Une étude sur les causes de la dépression provoque la polémique

« Notre étude […] remettent en question l’idée de base derrière l’utilisation d’antidépresseurs », affirmaient fin juillet les psychiatres Joanna Moncrieff et Mark Horowitz sur le site The Conversation, relayant un travail publié dans la revue Molecular Psychiatry.

Cette étude s’attaque à l’hypothèse de la sérotonine. Celle-ci souhaiterait que la dépression soit liée à un déficit de cette molécule impliquée dans la transmission des émotions dans le cerveau. Le travail, basé sur une compilation de publications préalables et donc a priori plus solide qu’une étude isolée, a révélé qu’aucun lien n’est avéré entre un déficit de sérotonine et la présence d’une dépression chez un individu. Pour ses auteurs, c’est une remise profonde en cause d’une hypothèse qui a servi pendant des décennies de cadre à de nombreuses recherches. La majorité des antidépresseurs actuels ont en effet été développés pour agir sur le taux de sérotonine.

Mais de nombreuses critiques ont vite ciblé cette étude et, plus encore, la présentation qu’en a fait Joanna Moncrieff, une psychiatre connue pour son scepticisme envers les explications biologiques de la dépression, ainsi que son discours radical contre l’industrie pharmaceutique.

« Sérotonine » de Houellebecq

« Globalement, je suis d’accord avec les conclusions des auteurs mais je n’aurais pas des certitudes aussi inflexibles », a commenté le psychiatre britannique Phil Cowen, dans une réaction au Science Media Center. Les critiques de Phil Cowen et d’autres confrères sont de différents ordres. Certaines remettent en cause la méthodologie de l’étude, notamment le fait de ne pas mesurer directement la sérotonine mais une trace indirecte de celle-ci ; d’autres admettent ses conclusions mais rejettent leur caractère novateur.

« Aucun spécialiste de santé mentale n’irait actuellement soutenir l’idée qu’une pathologie aussi complexe que la dépression s’explique par le déficit d’un seul neurotransmetteur », note ainsi Phil Cowen.

L’argument ne tient pas pour Joanna Moncrieff, selon qui l’hypothèse de la sérotonine, même dans une version amoindrie, tient encore une place importante dans le discours des psychiatres. « Et surtout, même si d’éminentes psychiatres commencent à douter des liens entre dépression et déficit de sérotonine, personne n’a prévenu le grand public », ironise sur son blog l’auteure, qui s’affiche en rupture avec la « psychiatrie dominante ».

Les liens entre dépression et sérotonine sont, de fait, bien ancrés dans l’imagerie populaire.
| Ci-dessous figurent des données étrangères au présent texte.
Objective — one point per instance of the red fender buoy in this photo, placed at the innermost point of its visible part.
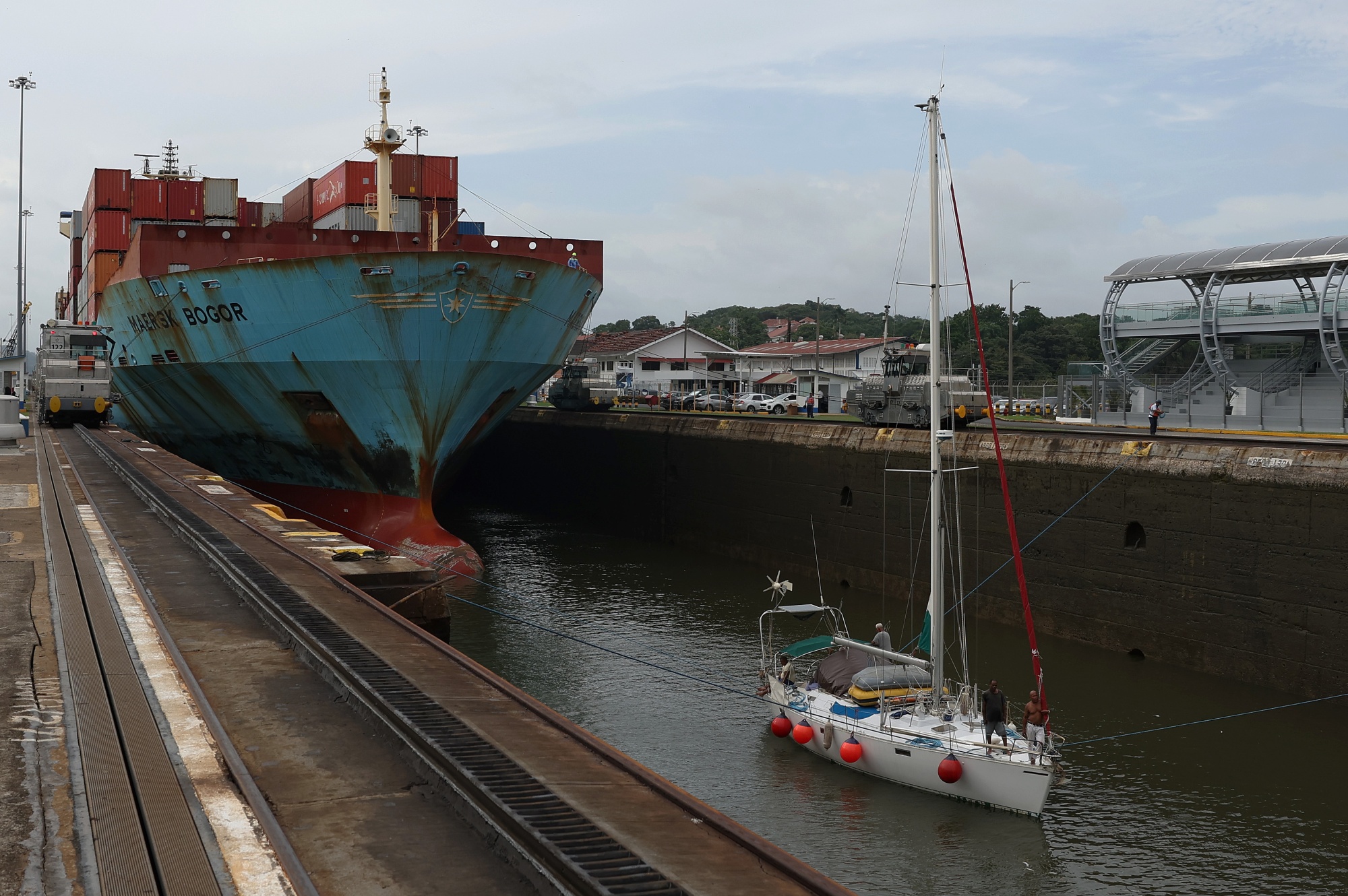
(950, 770)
En 2019, l’auteur français Michel Houellebecq avait intitulé ainsi « Sérotonine » un roman dont le personnage principal est dépressif.

Efficacité des traitements

Mais ce n’est pas la remise en cause de l’hypothèse de la sérotonine qui suscite les critiques les plus vives. C’est le fait que Joanna Moncrieff en fasse un argument contre les antidépresseurs actuels, dépassant les conclusions de sa propre étude.

Celle-ci « est un travail sérieux, qui s’inscrit dans la suite d’autres travaux et qui compte dans la discussion entre experts concernant les mécanismes de la dépression », admet le psychiatre suisse Michel Hofmann. « Mais je ne pense pas que ce soit un article qui doit avoir un impact à courte échéance sur la prescription d’antidépresseurs ».

Car pour Joanna Moncrieff -qui a certes prévenu qu’il ne fallait à aucun prix interrompre brutalement un antidépresseur-, on doit donc douter des bénéfices de traitements élaborés sur la base d’une hypothèse en remise en cause.

Or, de nombreux psychiatres, dont Michel Hofmann, soulignent que l’efficacité de ces traitements, quelle qu’en soit la cause première, a été délivrée scientifiquement. « Les mécanismes des médicaments qu’on utilise dans le traitement de la dépression sont en général multiples et finalement, dans la plupart des cas, on ne sait pas de façon précise ce qui fait l’efficacité d’un traitement ».